The electrical properties of semiconductors depend on the nature of trace impurities, known as dopants, which when added appropriately to the material will allow for the designing of more efficient solid-state electronics.

The MSU researchers found that by shooting an ultrafast laser pulse into the material, its properties would change as if it had been chemically “doped.” This process is known as “optical-doping.”

“The material we studied is an unconventional semiconductor made of alternating atomically thin layers of metals and insulators,” said Chong-Yu Ruan, an associate professor of physics and astronomy who led the research effort at MSU. “This combination allows many unusual properties, including highly resistive and also superconducting behaviors to emerge, especially when ‘doped.’”

An ultra fast electron-based imaging technique developed by Ruan and his team at MSU allowed the group to observe the changes in the materials. By varying the wavelengths and intensities of the laser pulses, the researchers were able to observe phases with different properties that are captured on the femtosecond timescale. A femtosecond is 1 quadrillionth, or 1 millionth of 1 billionth, of a second.

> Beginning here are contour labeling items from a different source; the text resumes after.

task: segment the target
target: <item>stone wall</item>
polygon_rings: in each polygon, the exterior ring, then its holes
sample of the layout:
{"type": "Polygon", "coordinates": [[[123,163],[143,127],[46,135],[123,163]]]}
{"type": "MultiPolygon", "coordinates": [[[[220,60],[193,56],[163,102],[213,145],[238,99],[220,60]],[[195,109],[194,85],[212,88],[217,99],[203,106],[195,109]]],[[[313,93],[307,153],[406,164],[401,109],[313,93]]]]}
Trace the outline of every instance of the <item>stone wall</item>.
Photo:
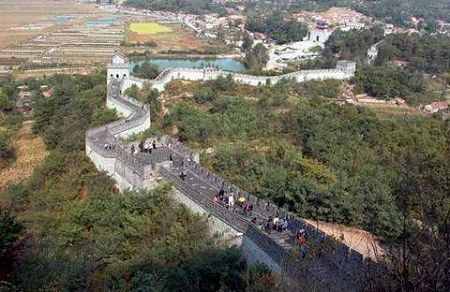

“The laser pulses act like dopants that temporarily weaken the glue that binds charges and ions together in the materials at a speed that is ultrafast and allow new electronic phases to spontaneously form to engineer new properties,” Ruan said. “Capturing these processes in the act allows us to understand the physical nature of transformations at the most fundamental level.”

Philip Duxbury, a team member and chairperson of the Department of Physics and Astronomy, said ultrafast photo-doping “has potential applications that could lead to the development of next-generation electronic materials and possibly optically controlled switching devices employing undoped semiconductor materials.”

A semiconductor is a substance that conducts electricity under some conditions but not others, making it a good medium for the control of electrical current. They are used in any number of electronics, including computers.

Other collaborators on the project include the research group of S.D. Mahanti, professor of physics and astronomy at MSU, and the Mercouri Kanatzidis research group at Northwestern University.

The research is supported by Basic Energy Sciences, U.S. Department of Energy.